Every digital SAT includes a Desmos graphing calculator built into Bluebook. Most students use it like a four-function calculator — which is like using a car to push a shopping cart. Here are the 8 Desmos moves that reliably save 20+ seconds per question, ranked by how often they show up.
1. Type the whole equation, let Desmos graph it
When you see "In the xy-plane, the graph of y = 2x² − 5x + 3 intersects the x-axis at which of the following?" — don't factor. Type the equation into Desmos. It shows you the roots as labeled points. Click them. Done in 6 seconds.
2. Graph systems of equations together
Any "find the solution to this system" question — type both equations on separate lines. Desmos draws the intersection and labels the coordinates. You never touched a substitution.

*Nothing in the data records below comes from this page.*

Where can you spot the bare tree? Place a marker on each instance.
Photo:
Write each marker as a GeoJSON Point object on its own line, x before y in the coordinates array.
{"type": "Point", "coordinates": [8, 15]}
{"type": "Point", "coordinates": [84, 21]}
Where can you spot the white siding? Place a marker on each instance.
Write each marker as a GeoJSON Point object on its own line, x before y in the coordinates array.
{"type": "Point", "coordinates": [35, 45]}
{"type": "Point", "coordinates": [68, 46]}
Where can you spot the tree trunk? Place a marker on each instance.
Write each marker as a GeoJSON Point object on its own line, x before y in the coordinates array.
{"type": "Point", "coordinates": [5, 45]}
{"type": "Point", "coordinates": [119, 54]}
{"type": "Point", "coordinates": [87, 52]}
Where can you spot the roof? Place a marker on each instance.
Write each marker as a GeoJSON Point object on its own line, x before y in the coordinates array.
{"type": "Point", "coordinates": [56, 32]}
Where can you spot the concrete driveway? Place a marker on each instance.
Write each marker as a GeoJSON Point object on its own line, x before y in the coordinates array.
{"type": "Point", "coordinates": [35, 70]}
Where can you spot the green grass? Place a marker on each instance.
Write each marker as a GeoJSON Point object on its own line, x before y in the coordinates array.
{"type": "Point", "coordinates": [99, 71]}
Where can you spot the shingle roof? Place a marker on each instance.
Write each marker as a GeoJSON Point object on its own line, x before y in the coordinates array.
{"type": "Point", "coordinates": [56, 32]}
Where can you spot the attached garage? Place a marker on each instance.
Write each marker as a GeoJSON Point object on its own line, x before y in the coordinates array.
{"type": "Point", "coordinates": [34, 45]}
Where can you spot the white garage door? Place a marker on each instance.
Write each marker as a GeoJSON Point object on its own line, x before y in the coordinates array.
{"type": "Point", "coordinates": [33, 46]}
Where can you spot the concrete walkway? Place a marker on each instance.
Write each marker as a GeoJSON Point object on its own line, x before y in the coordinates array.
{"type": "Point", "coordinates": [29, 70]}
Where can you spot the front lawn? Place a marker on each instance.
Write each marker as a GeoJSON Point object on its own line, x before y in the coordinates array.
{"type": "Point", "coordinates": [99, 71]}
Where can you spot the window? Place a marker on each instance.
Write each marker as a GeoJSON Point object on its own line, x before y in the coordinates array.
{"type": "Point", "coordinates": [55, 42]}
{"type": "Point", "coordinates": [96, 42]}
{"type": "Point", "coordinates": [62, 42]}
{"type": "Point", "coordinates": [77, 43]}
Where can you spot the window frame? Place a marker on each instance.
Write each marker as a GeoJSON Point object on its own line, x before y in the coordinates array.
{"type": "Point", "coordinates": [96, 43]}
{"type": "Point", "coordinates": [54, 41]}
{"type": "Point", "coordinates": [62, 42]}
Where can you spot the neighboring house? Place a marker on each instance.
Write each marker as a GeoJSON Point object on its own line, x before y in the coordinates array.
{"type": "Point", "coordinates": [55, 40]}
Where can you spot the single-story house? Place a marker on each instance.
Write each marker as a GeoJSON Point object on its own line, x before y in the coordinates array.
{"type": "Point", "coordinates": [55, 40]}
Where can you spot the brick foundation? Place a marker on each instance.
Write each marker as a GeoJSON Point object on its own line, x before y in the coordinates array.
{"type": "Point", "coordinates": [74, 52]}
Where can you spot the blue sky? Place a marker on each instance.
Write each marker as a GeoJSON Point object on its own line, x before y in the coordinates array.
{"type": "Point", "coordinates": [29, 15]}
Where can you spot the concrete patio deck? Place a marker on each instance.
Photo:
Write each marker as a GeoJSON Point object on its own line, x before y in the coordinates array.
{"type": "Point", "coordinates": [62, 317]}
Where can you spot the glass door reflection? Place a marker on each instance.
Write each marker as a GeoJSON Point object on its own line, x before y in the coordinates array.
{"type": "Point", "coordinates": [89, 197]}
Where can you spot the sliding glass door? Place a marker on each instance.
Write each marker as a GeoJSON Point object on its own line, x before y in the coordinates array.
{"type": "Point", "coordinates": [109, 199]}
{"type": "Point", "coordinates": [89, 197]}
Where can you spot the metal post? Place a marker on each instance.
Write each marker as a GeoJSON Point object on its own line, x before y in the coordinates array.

3. Use variable sliders for "for what value of k" questions
When the question is "for what value of k does the system have exactly one solution," write the equations with k in them. Desmos prompts you to add a slider for k. Drag the slider, watch the graphs. When the two lines become tangent, read off the k value.
4. Use regression for "line of best fit" questions
Type your data as a table — the syntax is a two-column table with x and y. Then on a new line type y1 ~ mx1 + b. Desmos runs a linear regression and spits out m and b. Works for exponential and quadratic regressions too: y1 ~ a*b^x1 or y1 ~ a*x1² + b*x1 + c.
5. Solve inequalities graphically
For "which inequality describes the shaded region," type the candidate inequalities directly (Desmos supports <, >, ≤, ≥). The shaded region appears on the graph — match it visually.
6. Use named functions to keep your workspace clean
Write f(x) = 3x² − 2x + 1 on one line. Now you can type f(2), f(-5), f(0) on subsequent lines and Desmos evaluates instantly. This is faster than retyping the expression each time for multi-part questions.
7. Circle equations — just type them
A circle with equation (x − 3)² + (y + 2)² = 16 — just type it. Desmos graphs the circle with center and radius labeled when you hover. Faster than completing the square by hand.
8. The zero check for "which statement must be true"
For questions that ask which of several statements must be true about a function — graph the function, then graph the equation you're testing. If the graphs overlap, it's true. If they're identical, the statement is an identity. This is massively faster than algebraic manipulation.